Canadians likely involved in Credit Suisse tax fraud: Canadians for Tax Fairness
OTTAWA — The federal revenue agency won’t say if Canadians were lured by Swiss bankers to hide money from the taxman, but it’s very likely they were, said Dennis Howlett of Canadians for Tax Fairness.
He said Canadians have previously been caught stashing millions offshore, and it shouldn’t be a surprise if Canadians are included among the clients Credit Suisse helped to commit tax fraud.
The international banking giant pleaded guilty this week to charges of helping Americans hide taxes. The firm will have to pay $2.5 billion in penalties, but won’t be required to give up the names of the U.S. tax cheats.
Prosecutors said Credit Suisse had around 22,000 U.S. client accounts worth around $10 billion, which included both declared and undeclared accounts.
Howlett said Canadians were caught in 2010 hiding money in Liechtenstein.

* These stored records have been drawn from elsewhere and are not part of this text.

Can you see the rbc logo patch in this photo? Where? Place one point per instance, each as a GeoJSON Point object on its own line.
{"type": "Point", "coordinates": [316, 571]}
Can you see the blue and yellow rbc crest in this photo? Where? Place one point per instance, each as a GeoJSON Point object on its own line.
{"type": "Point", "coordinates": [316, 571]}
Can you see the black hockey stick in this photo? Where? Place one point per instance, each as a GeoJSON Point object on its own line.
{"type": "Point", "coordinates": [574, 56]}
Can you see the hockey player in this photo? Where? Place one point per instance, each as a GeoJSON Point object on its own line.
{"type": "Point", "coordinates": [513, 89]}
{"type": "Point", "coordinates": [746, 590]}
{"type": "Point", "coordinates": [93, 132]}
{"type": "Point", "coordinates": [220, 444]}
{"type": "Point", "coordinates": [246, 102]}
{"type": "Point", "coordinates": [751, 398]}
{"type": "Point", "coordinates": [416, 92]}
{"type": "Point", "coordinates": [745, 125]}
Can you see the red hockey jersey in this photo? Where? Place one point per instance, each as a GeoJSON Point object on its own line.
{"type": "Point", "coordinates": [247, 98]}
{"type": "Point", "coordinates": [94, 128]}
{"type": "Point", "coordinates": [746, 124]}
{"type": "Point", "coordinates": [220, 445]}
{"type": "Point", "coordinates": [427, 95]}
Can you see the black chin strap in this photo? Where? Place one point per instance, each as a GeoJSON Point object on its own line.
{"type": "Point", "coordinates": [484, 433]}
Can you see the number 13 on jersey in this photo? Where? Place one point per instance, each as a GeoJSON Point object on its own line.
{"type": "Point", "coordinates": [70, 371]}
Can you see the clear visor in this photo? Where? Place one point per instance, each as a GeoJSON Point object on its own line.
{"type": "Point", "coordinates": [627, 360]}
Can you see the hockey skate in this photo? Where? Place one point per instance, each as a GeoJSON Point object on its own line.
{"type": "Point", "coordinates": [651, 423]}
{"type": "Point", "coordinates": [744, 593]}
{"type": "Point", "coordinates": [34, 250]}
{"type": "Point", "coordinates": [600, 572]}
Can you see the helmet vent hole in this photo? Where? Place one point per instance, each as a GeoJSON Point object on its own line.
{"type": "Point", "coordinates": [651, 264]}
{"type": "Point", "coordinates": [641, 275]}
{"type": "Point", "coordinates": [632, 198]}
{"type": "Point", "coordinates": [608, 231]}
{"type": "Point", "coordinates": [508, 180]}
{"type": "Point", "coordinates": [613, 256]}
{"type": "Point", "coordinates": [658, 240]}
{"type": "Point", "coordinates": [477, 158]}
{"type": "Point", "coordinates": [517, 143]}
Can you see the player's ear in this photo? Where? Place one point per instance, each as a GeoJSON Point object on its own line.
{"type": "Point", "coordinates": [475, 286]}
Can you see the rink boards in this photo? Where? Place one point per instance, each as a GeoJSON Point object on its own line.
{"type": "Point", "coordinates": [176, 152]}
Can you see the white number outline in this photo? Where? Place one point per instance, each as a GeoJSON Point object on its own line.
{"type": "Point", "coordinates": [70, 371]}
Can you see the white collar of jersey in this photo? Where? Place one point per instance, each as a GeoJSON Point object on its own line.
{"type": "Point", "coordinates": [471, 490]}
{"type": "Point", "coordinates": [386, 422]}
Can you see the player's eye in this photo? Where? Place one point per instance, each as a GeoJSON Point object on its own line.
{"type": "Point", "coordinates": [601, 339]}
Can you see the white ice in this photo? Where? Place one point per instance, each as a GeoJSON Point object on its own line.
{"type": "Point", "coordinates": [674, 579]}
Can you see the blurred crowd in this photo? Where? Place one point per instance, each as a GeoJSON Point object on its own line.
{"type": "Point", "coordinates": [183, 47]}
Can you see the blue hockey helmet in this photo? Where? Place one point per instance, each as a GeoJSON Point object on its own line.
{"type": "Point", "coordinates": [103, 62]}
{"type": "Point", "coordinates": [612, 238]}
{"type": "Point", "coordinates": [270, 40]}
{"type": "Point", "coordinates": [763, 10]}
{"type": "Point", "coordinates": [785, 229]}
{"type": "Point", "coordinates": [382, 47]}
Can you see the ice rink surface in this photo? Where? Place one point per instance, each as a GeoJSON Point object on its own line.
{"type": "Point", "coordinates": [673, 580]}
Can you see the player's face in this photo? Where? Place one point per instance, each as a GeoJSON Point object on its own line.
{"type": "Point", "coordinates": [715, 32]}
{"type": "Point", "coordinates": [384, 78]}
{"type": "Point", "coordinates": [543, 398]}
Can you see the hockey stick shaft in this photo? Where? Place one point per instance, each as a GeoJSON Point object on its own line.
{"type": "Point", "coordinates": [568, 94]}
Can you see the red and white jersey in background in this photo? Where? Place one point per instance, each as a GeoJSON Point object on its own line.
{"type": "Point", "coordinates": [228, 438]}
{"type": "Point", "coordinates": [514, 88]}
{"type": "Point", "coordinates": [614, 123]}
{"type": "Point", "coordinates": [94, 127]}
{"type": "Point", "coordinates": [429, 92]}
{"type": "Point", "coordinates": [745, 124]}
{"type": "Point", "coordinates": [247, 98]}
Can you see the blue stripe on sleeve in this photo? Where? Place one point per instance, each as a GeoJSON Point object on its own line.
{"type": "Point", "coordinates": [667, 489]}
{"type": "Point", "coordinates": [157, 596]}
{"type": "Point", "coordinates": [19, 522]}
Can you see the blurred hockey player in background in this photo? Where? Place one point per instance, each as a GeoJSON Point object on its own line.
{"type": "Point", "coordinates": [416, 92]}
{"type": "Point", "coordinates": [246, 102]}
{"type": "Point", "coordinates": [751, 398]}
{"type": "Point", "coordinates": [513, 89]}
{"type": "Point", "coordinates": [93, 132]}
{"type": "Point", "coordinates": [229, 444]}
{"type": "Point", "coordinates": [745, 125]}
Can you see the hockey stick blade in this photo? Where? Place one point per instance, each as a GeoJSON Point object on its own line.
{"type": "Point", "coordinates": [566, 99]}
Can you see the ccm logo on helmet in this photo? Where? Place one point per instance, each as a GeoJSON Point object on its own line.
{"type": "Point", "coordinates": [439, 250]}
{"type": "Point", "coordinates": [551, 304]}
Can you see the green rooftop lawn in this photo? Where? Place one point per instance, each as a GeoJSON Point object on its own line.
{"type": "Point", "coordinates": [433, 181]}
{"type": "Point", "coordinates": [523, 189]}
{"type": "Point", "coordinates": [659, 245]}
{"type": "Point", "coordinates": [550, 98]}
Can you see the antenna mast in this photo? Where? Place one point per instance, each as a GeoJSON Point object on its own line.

In 2013, the Washington-based International Consortium of Investigative Journalists discovered that hundreds of Canadians were among a group of over 100,000 people said to be hiding money offshore from authorities.
“One would assume quite safely that Credit Suisse would also have many Canadian accounts holders as well,” Howlett said.
The Canada Revenue Agency said it would be “inappropriate” to comment on whether the department is investigating the baking giant’s activities in Canada.
However, CRA spokesperson Philippe Brideau said his department asked Credit Suisse in 2010 to give up information on an unnamed person in relation to an investigation into tax fraud.
Credit Suisse refused and the dispite is before the courts.